La piccola è stata trasferita in un ospedale di Rawalpindi. Netta la condanna della
Comunità internazionale. Il governo della provincia pakistana di Khyber-Pakhtunkhwa,
dove è stato sferrato l'agguato contro la piccola, ha annunciato una ricompensa da
10 milioni di rupie circa 81mila euro - per chi collaborerà nell'identificazione dei
responsabili. Massimiliano Menichetti:
Sono ore decisive
per capire se uno dei due proiettili, sparati dalla furia talebana, martedì, che ha
colpito alla testa Malala Yousafzai, possa averle causato dei danni al cervello. All’età
di 11 anni, Malala, ha aperto un blog denunciando la “barbarie” talebana, ed ora sono
migliaia in tutto il mondo a pregare, a sperare che la piccola attivista si svegli
da questo orrendo incubo. I medici ribadiscono che è fuori pericolo di morte ed oggi
è stata trasportata, in terapia intensiva, a Rawalpindi, dopo aver subito un’operazione
di oltre tre ore in un ospedale, altamente specializzato, di Peshawar.
Le autorità
pakistane sarebbero già sulle tracce degli attentatori. Il capo di Stato Maggiore
dell'Esercito, generale Ashfaq Parvez Kayani, ha ribadito che “con l'attacco a Malala
i terroristi hanno dimostrato di non aver alcun rispetto per la vita, che lei non
è solo una persona, ma un'icona di coraggio e speranza”. “Ci rifiutiamo di piegarci
di fronte al terrorismo”, ha sottolineato.

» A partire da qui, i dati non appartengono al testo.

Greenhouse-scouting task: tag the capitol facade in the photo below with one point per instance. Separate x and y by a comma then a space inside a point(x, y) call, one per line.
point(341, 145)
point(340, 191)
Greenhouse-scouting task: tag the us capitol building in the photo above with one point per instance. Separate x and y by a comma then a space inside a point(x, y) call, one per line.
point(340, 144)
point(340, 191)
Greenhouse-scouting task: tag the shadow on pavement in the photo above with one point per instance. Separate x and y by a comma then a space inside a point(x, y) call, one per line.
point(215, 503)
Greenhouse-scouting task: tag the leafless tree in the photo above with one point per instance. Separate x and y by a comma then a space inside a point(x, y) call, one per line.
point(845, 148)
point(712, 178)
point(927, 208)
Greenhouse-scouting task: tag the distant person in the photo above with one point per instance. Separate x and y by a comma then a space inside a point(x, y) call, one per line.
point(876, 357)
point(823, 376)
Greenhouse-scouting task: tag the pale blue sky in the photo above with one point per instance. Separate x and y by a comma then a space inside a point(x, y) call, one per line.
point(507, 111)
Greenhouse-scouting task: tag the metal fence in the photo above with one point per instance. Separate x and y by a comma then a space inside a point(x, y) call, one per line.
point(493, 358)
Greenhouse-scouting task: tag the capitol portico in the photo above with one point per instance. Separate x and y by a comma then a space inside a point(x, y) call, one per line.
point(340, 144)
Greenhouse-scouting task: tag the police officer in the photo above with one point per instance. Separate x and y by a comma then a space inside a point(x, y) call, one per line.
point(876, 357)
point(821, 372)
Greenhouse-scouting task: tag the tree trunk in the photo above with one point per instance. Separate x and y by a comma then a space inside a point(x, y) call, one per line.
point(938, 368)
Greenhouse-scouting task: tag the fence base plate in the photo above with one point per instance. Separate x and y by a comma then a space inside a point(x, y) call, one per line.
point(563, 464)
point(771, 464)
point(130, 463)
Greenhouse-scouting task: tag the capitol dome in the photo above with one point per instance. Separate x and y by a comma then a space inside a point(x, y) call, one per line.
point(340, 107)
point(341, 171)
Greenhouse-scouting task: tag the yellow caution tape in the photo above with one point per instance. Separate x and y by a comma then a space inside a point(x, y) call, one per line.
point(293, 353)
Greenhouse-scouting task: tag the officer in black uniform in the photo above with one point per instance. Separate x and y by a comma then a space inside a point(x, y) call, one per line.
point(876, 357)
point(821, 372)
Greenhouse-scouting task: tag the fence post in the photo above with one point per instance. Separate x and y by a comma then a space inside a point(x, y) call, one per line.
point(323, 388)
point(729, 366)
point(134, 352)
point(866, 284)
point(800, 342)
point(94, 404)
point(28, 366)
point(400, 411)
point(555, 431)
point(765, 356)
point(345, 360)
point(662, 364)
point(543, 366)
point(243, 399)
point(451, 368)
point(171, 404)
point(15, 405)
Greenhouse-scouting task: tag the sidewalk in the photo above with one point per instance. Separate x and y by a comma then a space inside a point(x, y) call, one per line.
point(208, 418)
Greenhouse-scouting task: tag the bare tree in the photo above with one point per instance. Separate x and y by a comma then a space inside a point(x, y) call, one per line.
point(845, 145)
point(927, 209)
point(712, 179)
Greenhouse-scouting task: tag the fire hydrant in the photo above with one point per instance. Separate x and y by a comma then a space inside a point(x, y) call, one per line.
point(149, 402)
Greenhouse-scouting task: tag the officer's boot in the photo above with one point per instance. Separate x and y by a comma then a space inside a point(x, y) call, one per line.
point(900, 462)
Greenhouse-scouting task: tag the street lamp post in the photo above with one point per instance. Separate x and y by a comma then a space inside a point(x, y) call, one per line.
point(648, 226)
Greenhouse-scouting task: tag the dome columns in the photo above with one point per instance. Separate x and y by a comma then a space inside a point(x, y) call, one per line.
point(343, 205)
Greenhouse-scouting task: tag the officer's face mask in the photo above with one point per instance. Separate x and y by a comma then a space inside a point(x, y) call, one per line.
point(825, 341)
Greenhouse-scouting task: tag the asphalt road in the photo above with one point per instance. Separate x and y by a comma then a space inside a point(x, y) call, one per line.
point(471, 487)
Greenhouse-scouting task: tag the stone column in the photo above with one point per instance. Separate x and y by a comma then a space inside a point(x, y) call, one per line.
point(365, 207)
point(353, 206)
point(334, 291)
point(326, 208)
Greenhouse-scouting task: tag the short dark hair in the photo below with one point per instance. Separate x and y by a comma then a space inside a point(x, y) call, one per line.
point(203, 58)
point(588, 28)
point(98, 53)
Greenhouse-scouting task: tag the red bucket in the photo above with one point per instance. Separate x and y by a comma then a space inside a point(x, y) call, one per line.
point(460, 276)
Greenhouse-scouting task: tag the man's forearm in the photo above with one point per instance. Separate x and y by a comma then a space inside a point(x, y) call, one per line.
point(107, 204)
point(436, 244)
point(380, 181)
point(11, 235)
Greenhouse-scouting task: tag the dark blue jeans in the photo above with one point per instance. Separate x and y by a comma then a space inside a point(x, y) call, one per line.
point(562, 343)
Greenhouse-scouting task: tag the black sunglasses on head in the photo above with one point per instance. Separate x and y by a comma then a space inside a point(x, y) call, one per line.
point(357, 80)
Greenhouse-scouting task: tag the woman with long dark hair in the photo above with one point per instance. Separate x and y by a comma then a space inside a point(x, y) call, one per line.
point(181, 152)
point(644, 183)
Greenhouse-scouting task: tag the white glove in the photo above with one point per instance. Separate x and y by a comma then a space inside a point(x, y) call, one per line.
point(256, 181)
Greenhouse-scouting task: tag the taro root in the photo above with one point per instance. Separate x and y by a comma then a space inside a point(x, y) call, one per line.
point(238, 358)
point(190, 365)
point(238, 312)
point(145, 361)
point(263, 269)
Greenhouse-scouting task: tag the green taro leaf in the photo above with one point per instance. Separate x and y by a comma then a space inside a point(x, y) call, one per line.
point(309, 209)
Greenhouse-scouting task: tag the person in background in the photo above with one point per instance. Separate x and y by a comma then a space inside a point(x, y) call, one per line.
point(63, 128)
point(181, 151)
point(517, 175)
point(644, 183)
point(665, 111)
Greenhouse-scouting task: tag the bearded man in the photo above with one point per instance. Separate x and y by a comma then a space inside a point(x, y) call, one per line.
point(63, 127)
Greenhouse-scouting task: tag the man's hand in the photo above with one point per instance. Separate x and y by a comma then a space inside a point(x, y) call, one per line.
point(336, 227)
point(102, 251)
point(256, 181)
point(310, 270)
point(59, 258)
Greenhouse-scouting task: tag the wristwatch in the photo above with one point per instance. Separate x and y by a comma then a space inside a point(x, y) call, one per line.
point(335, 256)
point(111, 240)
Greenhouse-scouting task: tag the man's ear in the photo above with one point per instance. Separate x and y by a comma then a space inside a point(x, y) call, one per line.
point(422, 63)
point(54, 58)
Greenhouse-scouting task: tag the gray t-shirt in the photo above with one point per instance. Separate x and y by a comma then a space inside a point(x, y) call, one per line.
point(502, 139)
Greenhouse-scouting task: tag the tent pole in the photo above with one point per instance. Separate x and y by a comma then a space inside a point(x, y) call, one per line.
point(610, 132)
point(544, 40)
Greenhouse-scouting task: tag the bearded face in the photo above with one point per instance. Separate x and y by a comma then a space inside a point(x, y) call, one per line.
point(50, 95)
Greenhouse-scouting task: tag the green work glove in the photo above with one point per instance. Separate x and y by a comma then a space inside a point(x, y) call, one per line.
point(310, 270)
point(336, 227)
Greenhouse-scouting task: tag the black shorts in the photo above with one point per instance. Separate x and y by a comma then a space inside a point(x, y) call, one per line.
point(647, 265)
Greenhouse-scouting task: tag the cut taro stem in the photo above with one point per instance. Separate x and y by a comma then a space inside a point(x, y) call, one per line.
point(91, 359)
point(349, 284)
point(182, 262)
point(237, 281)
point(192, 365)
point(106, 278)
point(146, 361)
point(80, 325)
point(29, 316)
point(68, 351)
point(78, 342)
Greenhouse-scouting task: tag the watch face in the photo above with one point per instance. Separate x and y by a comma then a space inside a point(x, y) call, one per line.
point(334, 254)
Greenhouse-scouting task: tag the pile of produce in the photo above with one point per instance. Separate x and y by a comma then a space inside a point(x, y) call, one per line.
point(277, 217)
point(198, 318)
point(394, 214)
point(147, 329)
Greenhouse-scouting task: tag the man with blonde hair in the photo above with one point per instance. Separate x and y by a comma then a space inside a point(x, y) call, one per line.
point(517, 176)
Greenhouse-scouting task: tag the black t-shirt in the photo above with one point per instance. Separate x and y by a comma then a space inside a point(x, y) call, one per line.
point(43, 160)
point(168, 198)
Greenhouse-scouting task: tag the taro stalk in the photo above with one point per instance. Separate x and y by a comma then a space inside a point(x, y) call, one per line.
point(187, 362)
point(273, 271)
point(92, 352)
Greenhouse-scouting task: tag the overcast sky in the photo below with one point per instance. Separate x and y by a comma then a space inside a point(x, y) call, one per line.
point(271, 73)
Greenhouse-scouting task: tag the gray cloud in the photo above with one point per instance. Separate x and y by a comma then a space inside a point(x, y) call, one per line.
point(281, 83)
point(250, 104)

Molte le manifestazioni in Pakistan
contro i talebani, l’ultima ieri sera a Lahore, nella parte orientale del Paese, dove
sono stati intonati slogan contro i terroristi. Unanime la condanna della comunità
internazionale, il segretario generale dell’Onu, Ban Ki-moon, si è detto “indignato”.
Dura
anche la posizione espressa dall’Unicef che chiede tutele per tutti i bambini. Ne
abbiamo parlato con Andrea Iacomini portavoce di Unicef Italia:
R. – L’Unicef
condanna fermamente l’attentato a Malala, abbiamo esortato tutte le parti affinché
si rispettino i diritti di tutti i bambini. Proprio nel mese di dicembre 2011 – e
mi preme ricordarlo – Malala è stata premiata dal governo pachistano con il Premio
nazionale per la pace. E una bambina coraggiosa, una bambina che apre un blog in cui
parla di diritti, anche quello all’istruzione. Non dimentichiamo che in Pakistan ci
sono 20 milioni di bambini che sono fuori dal sistema scolastico e anche con l’istruzione
e con la conoscenza si sconfiggono piaghe come quelle che portano a questi atti orribili.
D. – Oggi la prima Giornata internazionale delle bambine e delle ragazze,
indetta dall’Onu…
R. – Questa Giornata internazionale delle bambine e delle
ragazze l’abbiamo dedicata proprio ai matrimoni precoci, di cui si hanno dati piuttosto
sconcertanti: in Pakistan abbiamo 70 milioni di giovani donne, tra i 20 e i 24 anni,
quindi una su tre, che si sono sposate prima dei 18 anni; 23 milioni di queste addirittura
prima di aver compiuto i 15. A livello mondiale ci sono 400 milioni di donne, di età
compresa tra i 20 e i 49 anni, quindi oltre il 40 per cento del totale, si sono sposate
bambine. Non dimentichiamo poi che questi matrimoni precoci – per riagganciarci al
discorso di Malala e dell’istruzione – spesso portano proprio alla fine dell’istruzione
per le ragazze. Nelle comunità, dove questa pratica è molto diffusa, sposare una bimba
fa parte di una serie di norme sociali ed atteggiamenti che poi, di fatto, si abbattono
sulle scelte e sui diritti umani. Inoltre le bambine tra i 10 e i 14 anni di età hanno
cinque volte più probabilità, rispetto alle donne tra i 20 e i 24 anni, di morire
durante la gravidanza e il parto.
D. – Come si fa a cambiare Paesi dove i
matrimoni combinati sono radicati profondamente nella cultura?
R. – Esperienze
in contesti come, per esempio, in Bangladesh o il Burkina Faso, ma anche in Etiopia
o in Niger, hanno dimostrato come la combinazione di misure legali e il supporto alle
comunità produce risultati positivi. La possibilità di fornire delle alternative come
la scuola, il discutere apertamente di questo problema nelle comunità tribali, il
raccontare quali sono le problematiche legate a queste decisioni porta dei cambiamenti,
produce risultati positivi. Noi ne abbiamo evidenza e quindi riteniamo che questa
sia la strada giusta da perseguire.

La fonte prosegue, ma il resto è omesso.